Are you worried that the salaried lot is being forced to carry a huge burden on behalf of the hustlers?
Ideally, SHIF is not supposed to be equal but equitable, that’s the design of the contribution’s architecture and so, contributions are supposed to be progressive; those earning more should pay more because in the previous fund, you’d find those earning less paying more to access healthcare services.
There is controversy over the suggestion that defaulters and non-payers will not access government services. What’s the SHA position?
We need to be able to onboard everyone because that’s the way Universal Health Coverage (UHC) is supposed to work. In the past, we had voluntary contributors and contributions were erratic, sometimes only when a need arises. We cannot have that in the new fund. That is why we need a pool of funds and everyone in it.
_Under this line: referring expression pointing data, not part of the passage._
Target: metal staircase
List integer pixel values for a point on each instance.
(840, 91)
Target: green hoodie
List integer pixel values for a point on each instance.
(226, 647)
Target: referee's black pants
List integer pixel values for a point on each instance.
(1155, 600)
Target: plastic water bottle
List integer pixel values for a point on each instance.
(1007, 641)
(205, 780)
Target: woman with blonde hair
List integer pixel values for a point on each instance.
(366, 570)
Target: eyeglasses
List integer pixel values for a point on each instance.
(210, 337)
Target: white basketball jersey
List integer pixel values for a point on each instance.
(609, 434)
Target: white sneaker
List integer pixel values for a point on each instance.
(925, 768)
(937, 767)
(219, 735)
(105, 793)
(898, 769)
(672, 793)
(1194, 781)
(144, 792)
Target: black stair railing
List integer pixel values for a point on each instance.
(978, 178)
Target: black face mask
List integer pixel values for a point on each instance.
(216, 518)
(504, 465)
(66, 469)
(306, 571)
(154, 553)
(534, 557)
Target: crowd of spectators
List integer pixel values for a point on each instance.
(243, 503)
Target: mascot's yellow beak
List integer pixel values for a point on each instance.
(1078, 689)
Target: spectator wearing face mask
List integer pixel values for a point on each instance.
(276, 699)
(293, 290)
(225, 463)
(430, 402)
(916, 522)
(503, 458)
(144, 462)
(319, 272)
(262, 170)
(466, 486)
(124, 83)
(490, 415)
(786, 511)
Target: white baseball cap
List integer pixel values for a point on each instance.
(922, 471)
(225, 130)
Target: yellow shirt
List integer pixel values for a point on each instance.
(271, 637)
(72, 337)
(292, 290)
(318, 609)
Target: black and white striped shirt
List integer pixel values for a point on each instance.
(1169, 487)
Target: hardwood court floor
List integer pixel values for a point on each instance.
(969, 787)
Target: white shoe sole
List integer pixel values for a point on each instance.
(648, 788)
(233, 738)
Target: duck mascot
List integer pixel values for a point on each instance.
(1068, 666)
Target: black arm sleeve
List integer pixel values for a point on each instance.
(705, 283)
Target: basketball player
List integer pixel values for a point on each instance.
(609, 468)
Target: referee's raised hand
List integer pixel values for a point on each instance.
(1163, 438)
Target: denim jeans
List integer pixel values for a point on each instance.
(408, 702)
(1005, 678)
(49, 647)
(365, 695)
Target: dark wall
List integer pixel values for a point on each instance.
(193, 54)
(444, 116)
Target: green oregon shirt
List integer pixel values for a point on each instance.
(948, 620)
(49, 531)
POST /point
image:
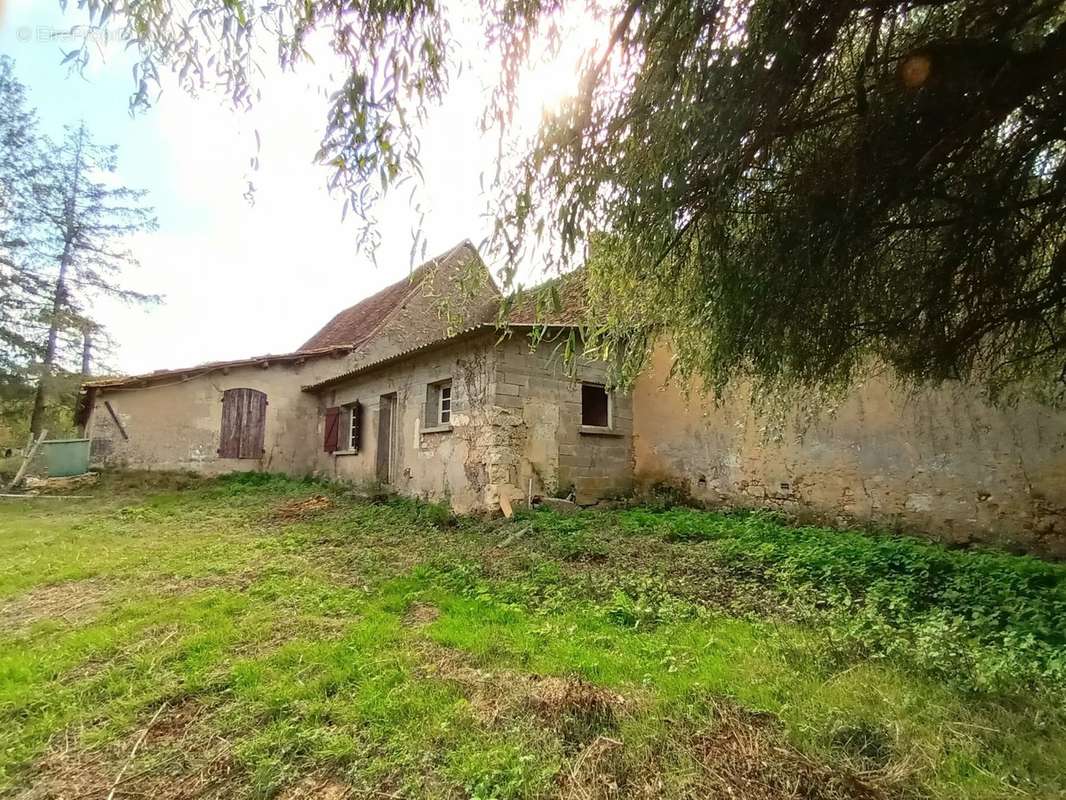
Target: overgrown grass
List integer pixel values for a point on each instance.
(392, 649)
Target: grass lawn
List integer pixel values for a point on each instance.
(262, 637)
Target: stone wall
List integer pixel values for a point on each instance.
(544, 433)
(175, 422)
(450, 463)
(516, 426)
(939, 462)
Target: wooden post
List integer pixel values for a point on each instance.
(26, 461)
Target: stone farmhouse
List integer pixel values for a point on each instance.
(419, 388)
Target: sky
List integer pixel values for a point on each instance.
(240, 278)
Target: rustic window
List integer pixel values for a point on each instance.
(595, 405)
(342, 428)
(243, 424)
(353, 424)
(438, 403)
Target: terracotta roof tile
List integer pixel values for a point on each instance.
(534, 306)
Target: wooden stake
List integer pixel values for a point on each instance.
(26, 461)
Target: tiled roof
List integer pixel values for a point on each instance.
(356, 324)
(535, 306)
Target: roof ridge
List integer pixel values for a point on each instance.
(359, 322)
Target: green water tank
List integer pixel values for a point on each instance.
(65, 457)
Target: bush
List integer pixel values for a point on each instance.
(987, 621)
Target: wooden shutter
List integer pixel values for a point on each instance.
(254, 427)
(333, 429)
(229, 441)
(243, 424)
(386, 408)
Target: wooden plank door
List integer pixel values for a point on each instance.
(386, 436)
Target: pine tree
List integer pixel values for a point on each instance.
(20, 287)
(84, 223)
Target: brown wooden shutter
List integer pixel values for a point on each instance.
(357, 426)
(386, 408)
(229, 441)
(254, 428)
(243, 424)
(333, 429)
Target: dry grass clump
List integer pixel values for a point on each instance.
(174, 756)
(69, 602)
(303, 508)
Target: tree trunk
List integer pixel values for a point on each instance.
(86, 352)
(59, 296)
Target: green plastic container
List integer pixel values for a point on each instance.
(65, 457)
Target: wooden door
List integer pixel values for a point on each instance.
(386, 436)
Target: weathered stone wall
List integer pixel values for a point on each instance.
(516, 424)
(449, 464)
(176, 424)
(939, 462)
(540, 436)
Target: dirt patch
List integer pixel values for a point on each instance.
(70, 602)
(575, 708)
(421, 614)
(315, 788)
(746, 755)
(303, 509)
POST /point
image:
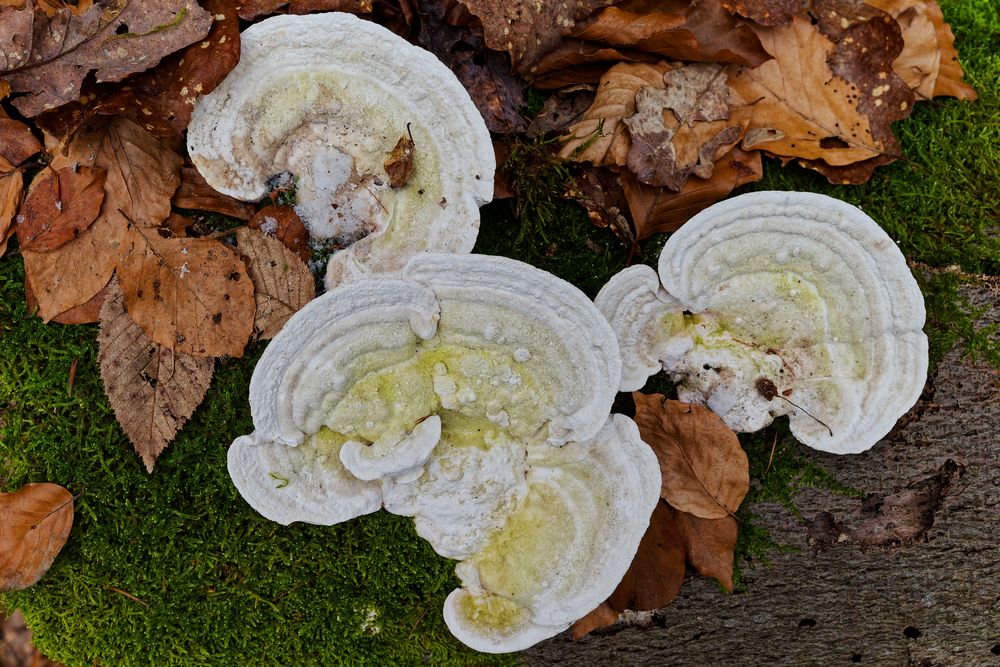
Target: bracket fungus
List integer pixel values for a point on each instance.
(472, 393)
(775, 303)
(326, 98)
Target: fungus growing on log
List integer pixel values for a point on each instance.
(326, 98)
(472, 393)
(775, 303)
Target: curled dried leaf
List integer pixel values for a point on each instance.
(35, 522)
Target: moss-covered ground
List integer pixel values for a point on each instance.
(175, 568)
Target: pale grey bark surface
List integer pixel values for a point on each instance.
(844, 597)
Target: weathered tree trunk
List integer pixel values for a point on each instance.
(854, 592)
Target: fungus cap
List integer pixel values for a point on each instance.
(776, 303)
(473, 394)
(326, 97)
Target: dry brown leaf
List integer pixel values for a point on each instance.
(484, 73)
(698, 30)
(59, 206)
(526, 29)
(929, 62)
(656, 210)
(282, 282)
(709, 545)
(399, 162)
(195, 193)
(284, 224)
(600, 136)
(35, 522)
(830, 95)
(86, 313)
(17, 143)
(11, 189)
(601, 617)
(765, 12)
(193, 296)
(682, 126)
(657, 571)
(142, 174)
(63, 49)
(152, 389)
(704, 469)
(252, 9)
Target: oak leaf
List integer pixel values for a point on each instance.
(112, 39)
(11, 189)
(284, 224)
(152, 389)
(682, 126)
(656, 210)
(59, 206)
(282, 283)
(600, 136)
(704, 469)
(142, 174)
(35, 522)
(698, 30)
(929, 62)
(192, 296)
(195, 193)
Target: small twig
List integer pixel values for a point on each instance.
(72, 377)
(109, 587)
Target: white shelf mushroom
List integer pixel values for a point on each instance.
(326, 97)
(473, 394)
(777, 303)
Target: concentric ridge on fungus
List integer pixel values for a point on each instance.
(473, 394)
(326, 97)
(776, 303)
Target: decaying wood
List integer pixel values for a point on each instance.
(929, 601)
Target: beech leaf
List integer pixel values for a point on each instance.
(197, 194)
(698, 30)
(657, 571)
(399, 163)
(600, 136)
(59, 206)
(152, 389)
(704, 469)
(113, 40)
(192, 296)
(35, 522)
(11, 189)
(142, 174)
(284, 224)
(657, 210)
(282, 282)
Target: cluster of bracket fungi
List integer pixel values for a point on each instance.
(474, 393)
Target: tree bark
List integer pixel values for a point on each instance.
(908, 576)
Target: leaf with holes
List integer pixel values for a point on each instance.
(59, 206)
(192, 296)
(704, 469)
(142, 175)
(113, 40)
(282, 283)
(152, 389)
(35, 522)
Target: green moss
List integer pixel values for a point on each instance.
(219, 584)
I know it sounds distasteful but what we need is input from people to tell us how else we can achieve UHC because without the numbers, the system will not work.
How long will it take for those in informal employment to be assessed?
It will take a while, but this will be in a progressive manner. There is an automated testing tool that will be used to gauge the amount a particular household should pay. Contributions will kick in after regulations are done, and I am estimating that this will tentatively, be in March. On this new fund, we are not going to have an enhanced scheme—what is provided is standard and those who want enhanced benefits can do it through other forms such as private insurance. All these are modalities that we will discuss during the public participation.
Will contributors be limited to specific healthcare facilities?
No, we aim to make this like a digital superhighway where your data is shared across the board so that individuals can access healthcare in any part of the country.